Wilson was tempted to ask if she’d list the house with Bonnie.
“Julie…” he started, looking for something to say that would make things better, or at least make it not his fault. He’d never meant to leave her so broken.
“Don’t worry about me,” she retorted with an attempted laugh that refused to come out as anything but a prelude to tears. “I’ve got Prozac and Xanax. I pull myself together enough to see Dr. Schneider three times a week so I can keep getting them. I’m doing fine. Just get the hell out of my sight. Play your little ‘we’ll still be friends’ game with Bonnie. She’s enough of an idiot to fall for it.”

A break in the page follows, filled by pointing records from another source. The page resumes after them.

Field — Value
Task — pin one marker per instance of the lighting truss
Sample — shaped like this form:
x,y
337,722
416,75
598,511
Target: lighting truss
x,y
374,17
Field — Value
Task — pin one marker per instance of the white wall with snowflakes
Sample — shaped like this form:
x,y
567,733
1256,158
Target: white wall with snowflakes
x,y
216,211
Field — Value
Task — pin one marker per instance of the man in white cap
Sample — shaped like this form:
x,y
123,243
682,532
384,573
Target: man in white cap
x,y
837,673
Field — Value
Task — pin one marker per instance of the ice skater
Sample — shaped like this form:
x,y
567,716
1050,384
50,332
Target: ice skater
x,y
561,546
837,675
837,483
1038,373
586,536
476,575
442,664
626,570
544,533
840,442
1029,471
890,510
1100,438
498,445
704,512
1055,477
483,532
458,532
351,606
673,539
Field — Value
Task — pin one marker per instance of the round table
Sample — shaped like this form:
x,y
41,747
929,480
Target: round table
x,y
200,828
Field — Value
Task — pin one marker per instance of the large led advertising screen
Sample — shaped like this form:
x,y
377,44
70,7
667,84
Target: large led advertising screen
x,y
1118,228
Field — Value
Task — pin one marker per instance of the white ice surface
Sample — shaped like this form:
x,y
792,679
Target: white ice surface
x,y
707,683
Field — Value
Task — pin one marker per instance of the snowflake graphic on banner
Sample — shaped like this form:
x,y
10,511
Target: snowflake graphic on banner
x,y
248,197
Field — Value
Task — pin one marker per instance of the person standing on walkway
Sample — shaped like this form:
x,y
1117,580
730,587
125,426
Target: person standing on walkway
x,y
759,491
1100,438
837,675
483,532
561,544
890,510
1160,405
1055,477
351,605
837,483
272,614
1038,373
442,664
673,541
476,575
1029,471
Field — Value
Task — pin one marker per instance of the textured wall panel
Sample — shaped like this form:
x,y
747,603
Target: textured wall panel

It was hard to see Julie looking like this, her dark hair carelessly pulled into a pony-tail, dark circles under her eyes from lack of sleep, and psychic agony she wore like make-up. So why did he suddenly feel attracted to her again? It reminded him of the first time he’d met her in the hospital cafeteria, crying into a cup of coffee because her father was dying. “I’ve got Paxil and a hotel room,” he said softly, hoping to placate her with his own miserable existence..
“What about him?”
He’d walked out of the lie with Julie into what he thought was truth with House, only to learn that House couldn’t be fixed and wouldn’t let himself be loved.
“Tell me how I can make this OK?”
“What are you saying?” she asked, shaking one of her pill bottles, in a disturbingly familiar way.
“If I wanted to come back. What would it take?”
She took a deep breath and Wilson wondered if he’d walked into a trap of his own making. He’d come to believe that only House really understood him, and yet Julie must have known that nothing would bring him to the bargaining table as quickly as his need not to be the bad guy.
“I want an apology for every time you made me feel like a bitch because I wanted you to be with me instead of him. I want you to admit I was right about you and him. I want you to be the man I married.”
If I see that guy, I’ll let you know. Not very likely since he was an illusion, anyway.
Total surrender and radical reconstruction. Not much to ask for, really. It might even be worth it. Wilson still resented the most recent round of hell with House’s cancer scare. The news that he was getting back together with Julie might knock a bit of that “I’m screwing a 27-year-old nutritionist” smirk off House’s face.
He was about to cross his heart and hope to die when his cell phone rang. It could have been his answering service, or a patient, or his tennis partner, but it wasn’t. There was something about House’s ring and both he and Julie knew it.
“You sent her flowers, didn’t you? Do I need to send in the marines for a rescue mission?”
He held up the phone to show Julie he was disconnecting the line, but it was too late. He could never give her enough without excising House from his life altogether, and he couldn’t do that.
“Get out,” she said, taking a pill from one of the vials on the table and turning on the TV set to watch “Days Of Our Lives.”
Julie had finally become what he wanted and he’d just lost her all over again.